Greenovation, a German Biotech company based in Freiburg, has announced a phase I clinical trial application for its drug candidate moss-alpha-galactosidase (moss-aGal). This moss-made biopharmaceutical compound is intended for use as enzyme replacement therapy in patients suffering from Fabry Disease. The trial design should provide safety data on the molecule and initial information about efficacy.
Fabry Disease is a rare genetic lysosomal storage disorder, caused by subnormal or absent activity of the lysosomal enzyme α-galactosidase A. It affects about 1–5 in 10,000 people worldwide. Because of the lacking enzyme activity glycosphingolipids are accumulated in most tissues and cell types leading to symptoms like extreme pain, renal impairment and cardiomyopathy. The usual enzyme replacement therapy is based on the infusion of enzyme substitutes, which are biotechnologically produced in different mammalian cell lines. These substitutes exhibit a remarkable heterogeneity in N-glycosylation with only a minor fraction being relevant for target cell uptake.
In contrast, Greenovation developed moss-aGal on its own Bryotechnology platform, using the moss system Physcomitrella patens. These organisms show an inherent N-glycan homogeneity, which should facilitate the uptake of the moss-made compound into human target cells. Preclinical studies demonstrated enhanced cell uptake and convenient organ distribution of moss-aGal. More than 95% of the moss N-glycans are relevant for the process. Furthermore, the amino acid sequence of the moss-made compound is identical to the human enzyme.

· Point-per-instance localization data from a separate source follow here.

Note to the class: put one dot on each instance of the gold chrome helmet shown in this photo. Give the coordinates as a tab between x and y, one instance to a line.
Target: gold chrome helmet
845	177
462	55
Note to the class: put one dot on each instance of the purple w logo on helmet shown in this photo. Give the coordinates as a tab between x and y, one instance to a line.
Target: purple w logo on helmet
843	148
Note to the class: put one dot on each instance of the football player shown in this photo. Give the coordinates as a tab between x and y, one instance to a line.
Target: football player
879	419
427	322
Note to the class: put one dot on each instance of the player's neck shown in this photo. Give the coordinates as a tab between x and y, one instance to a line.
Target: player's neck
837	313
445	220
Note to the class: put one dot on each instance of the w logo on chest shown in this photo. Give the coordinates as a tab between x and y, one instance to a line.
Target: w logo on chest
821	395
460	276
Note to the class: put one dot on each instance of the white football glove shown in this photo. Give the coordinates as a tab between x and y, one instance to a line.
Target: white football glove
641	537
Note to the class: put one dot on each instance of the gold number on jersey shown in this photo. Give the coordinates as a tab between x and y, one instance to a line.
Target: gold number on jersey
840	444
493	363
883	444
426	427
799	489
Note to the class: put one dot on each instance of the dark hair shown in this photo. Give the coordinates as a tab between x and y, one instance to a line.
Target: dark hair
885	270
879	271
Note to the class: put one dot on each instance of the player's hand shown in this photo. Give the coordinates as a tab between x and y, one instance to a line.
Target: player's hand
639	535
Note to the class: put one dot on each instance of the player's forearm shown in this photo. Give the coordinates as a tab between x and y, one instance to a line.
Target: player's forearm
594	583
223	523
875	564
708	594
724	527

“Our vision is to provide moss-made enzymes that allow a safer and better treatment of patients suffering from rare diseases. So we are very excited to move our first drug candidate moss-aGal into phase I,” says Dr. Thomas Frischmuth, CEO of Greenovation.
Besides moss-aGal the biotech company is also developing biopharmaceuticals relevant for the treatment of Gaucher’s Disease, Pompe Disease and atypical hemolytic uremic syndrome (HUS), and is running antibody programs for enhanced antibody dependent cellular cytotoxicity (ADCC).